Unfolding $w_t$ into a recursion. We don’t want to actually compute $A_1 \cdots A_{t-1}$ as a full matrix. But it’s already in WY form by induction, so we can apply it cheaply:

(A_1 \cdots A_{t-1})\, k_t = (I - W_{<t}^\top Y_{<t})\, k_t = k_t - W_{<t}^\top (Y_{<t}\, k_t).

Each entry of the vector $Y_{<t} k_t$ is just $k_s^\top k_t$ (since $Y$ ‘s rows are the keys), so

W_{<t}^\top (Y_{<t}\, k_t) = \sum_{s<t} (k_s^\top k_t)\, w_s.

Plugging back:

w_t = \beta_t\Bigl(k_t - \sum_{s < t}(k_s^\top k_t)\, w_s\Bigr).
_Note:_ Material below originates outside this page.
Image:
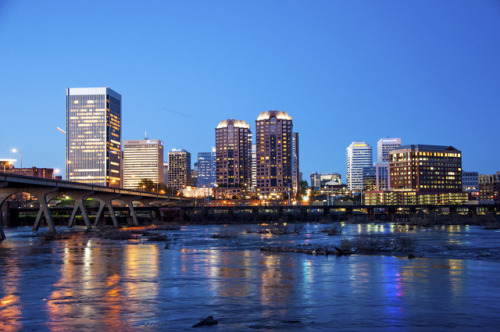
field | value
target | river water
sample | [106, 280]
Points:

The $k_s^\top k_t$ entries form a $C \times C$ matrix, the chunk’s key-gram $K_r K_r^\top$ . Different matrix from the intra-chunk attention’s $Q_r K_r^\top$ , but the same shape and the same $O(C^2 d_k)$ cost to compute.

Stack the recursion as a triangular system: $T_r \in \mathbb{R}^{C \times C}$ strictly lower triangular with $(T_r)_{ts} = \beta_t (k_s^\top k_t)$ for $s < t$ . Then

(I + T_r)\, W_r = \mathrm{diag}(\beta)\, K_r.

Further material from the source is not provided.